Ghosts I-IV is not just available as an MP3 download, nor is it, as Radiohead’s was, available for free. What Reznor has done is to release various formats of the album for different prices. At the low range, you can get the first 9/36 tracks for free download. After that, it will only cost you a mere 5 dollars to get all 36 tracks in one of 3 of your choice downloads (Apple Lossless, MP3 or Flac Lossless). All these tracks are DRM free and come with a 40 page PDF booklet as well as various digital goodies like wallpaper. If 5 bucks is too cheap for you, you can bump to 10 and not only be given access to the 36 tracks immediately, but you will also receive a 2 disc hard copy sometime in early April.

For the heavy NIN fan, you can order the $75 deluxe edition, which includes “Ghosts I-IV in a hardcover fabric slipcase containing: 2 audio CDs, 1 data DVD with all 36 tracks in multi-track format, and a Blu-ray disc with Ghosts I-IV in high-definition 96/24 stereo and accompanying slideshow.” Finally, for the audiophile/obsessive in all of us,$300 bucks will get you a limited edition (2500) package, which has already sold out.
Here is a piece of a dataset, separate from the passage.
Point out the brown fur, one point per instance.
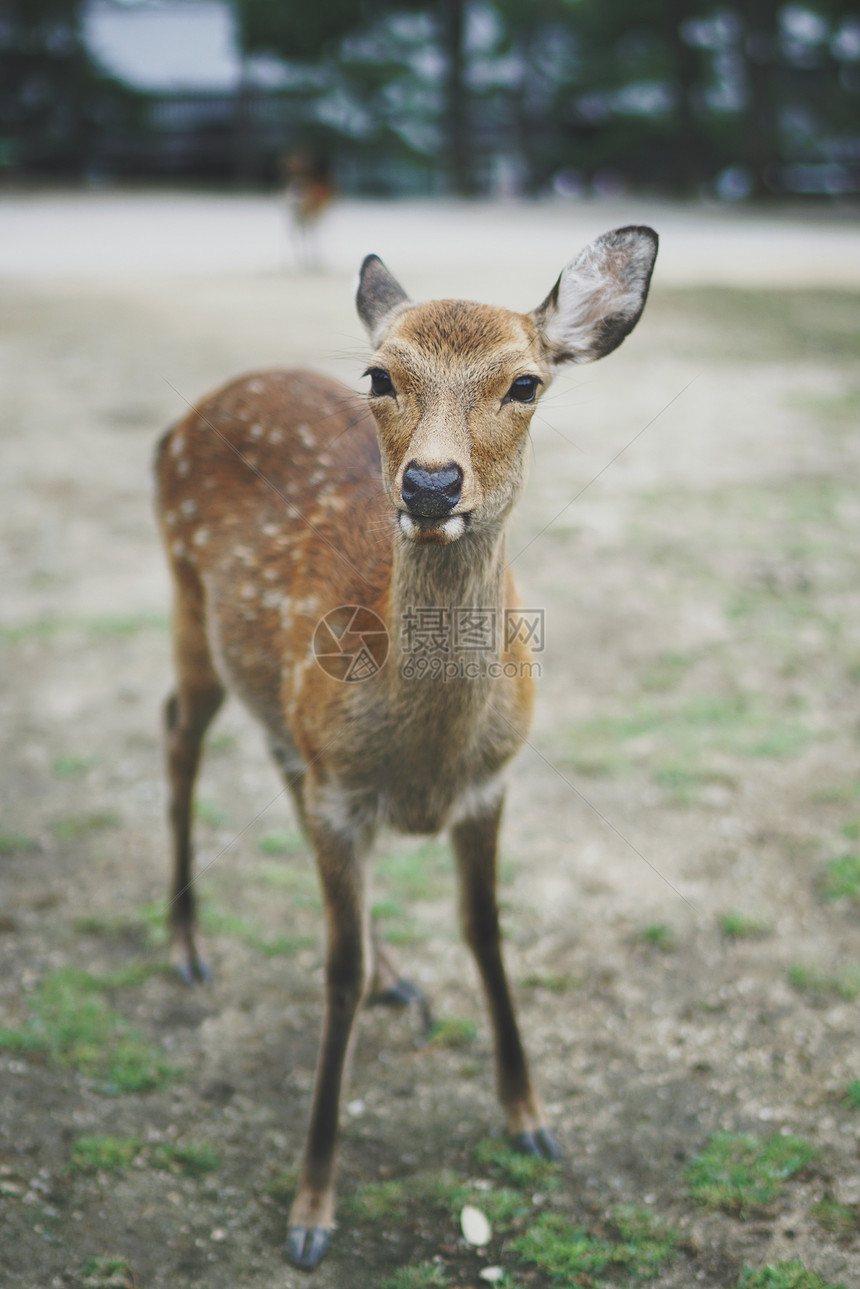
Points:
(280, 500)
While Radiohead routinely operates far outside the typical paradigm for musicians and music distribution, Nine Inch Nails has always followed a more typical release path and popular appeal. Because of this, the marketing, structuring and release of Ghosts trumps that of the In Rainbows release, as Reznor performs the release with a greater eye to packaging and multiple options for the consumer. While you can get 9 free tracks, the majority of fans will have no problem shelling out 5 bucks for 36 of them. This offers Reznor the opportunity to record more profit from the sales, as well as provide more accurate statistics when it comes to breaking down who bought what, and how much consumers were willing to pay for his work.  Reznor, following this release, has called Radiohead’s release of “In Rainbows” as more “gimmick” than consumer gift, and “insincere” due to the fact that there was no album art, the sound quality was downgraded and the main mode of sales has now transferred to a typical label release album.
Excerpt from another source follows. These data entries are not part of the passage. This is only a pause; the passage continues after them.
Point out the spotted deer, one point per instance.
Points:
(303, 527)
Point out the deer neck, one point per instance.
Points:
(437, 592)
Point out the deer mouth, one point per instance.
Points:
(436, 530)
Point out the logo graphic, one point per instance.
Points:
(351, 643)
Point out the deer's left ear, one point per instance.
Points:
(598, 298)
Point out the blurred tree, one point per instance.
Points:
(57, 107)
What’s more is that Reznor has opened up the experience of the album to everyone. Billed as a series of soundscapes to be imagined with various land and cityscapes, Ghosts is a completely instrumental album of various tempos and moods. It covers just about every style NIN fans will recognize from all of his albums, with airy and spacious piano laced tracks to songs that drive from the electronic noise, drums and synths. I’m not going to actively review the 36 tracks here other than to say that they range from instrumental NIN tracks that could be found on any previous album to songs that are reminiscent of Aphex Twin‘s Selected Ambient Works series.

And here’s where the mix and match element of this concept album really gets exciting…Reznor has invited listeners to create their own videos and post them to YouTube to be evaluated and have the winners presented a few months from now. He’s left song titles off to allow an even blanker canvas for people wanting to make movies to them, and the posting and selection will culminate in a virtual “film festival” of the winners. Now not only has he allowed the consumer to dictate the distribution of his work, but he has created a forum for direct creative interaction.
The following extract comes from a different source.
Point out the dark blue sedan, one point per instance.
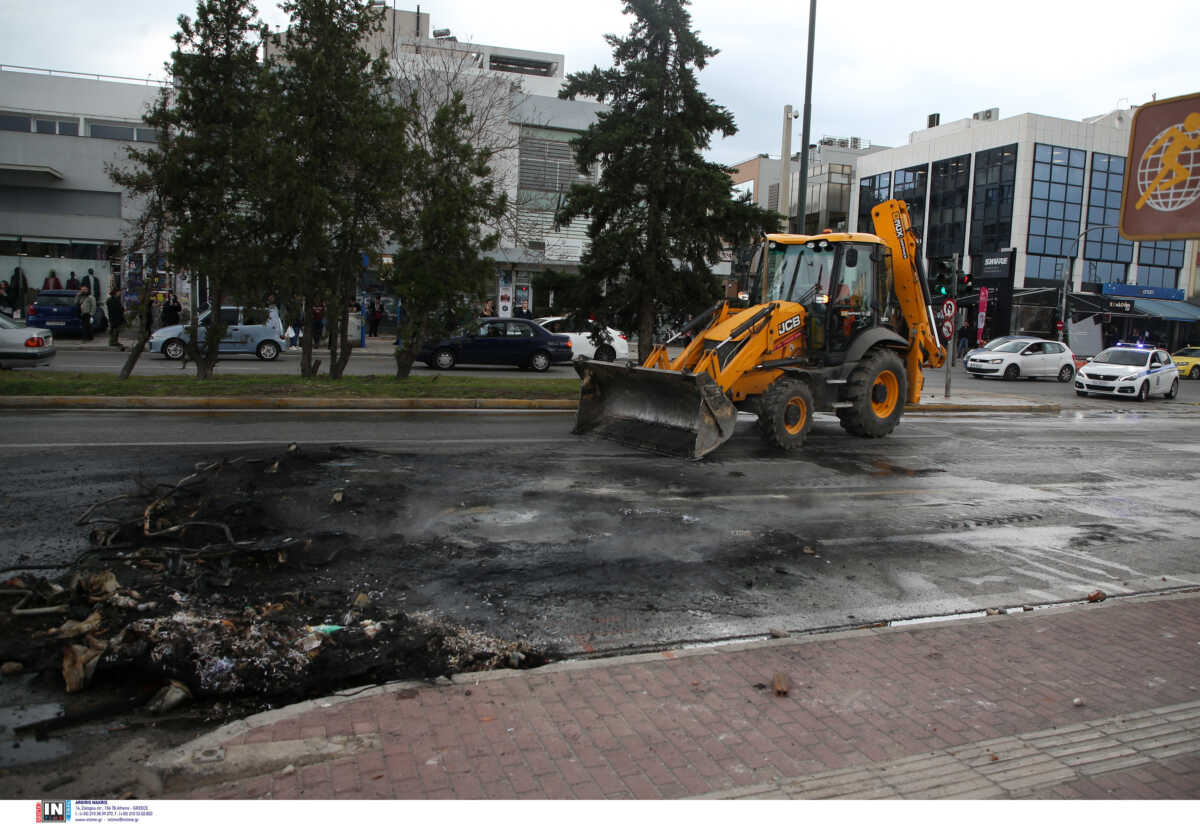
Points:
(58, 311)
(504, 341)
The fact that the method here has been so well received by consumers, as well as profitable for NIN, leads one to believe that his is but the first in what will become a great series of multi-tiered, optional music purchases that allow far greater interaction with the band and music than ever before. While Radiohead may have opened the door for this kind of idea, Reznor’s dedication to taking the experience a step further for the end listener is a model that will be interesting to follow in the months and years to come.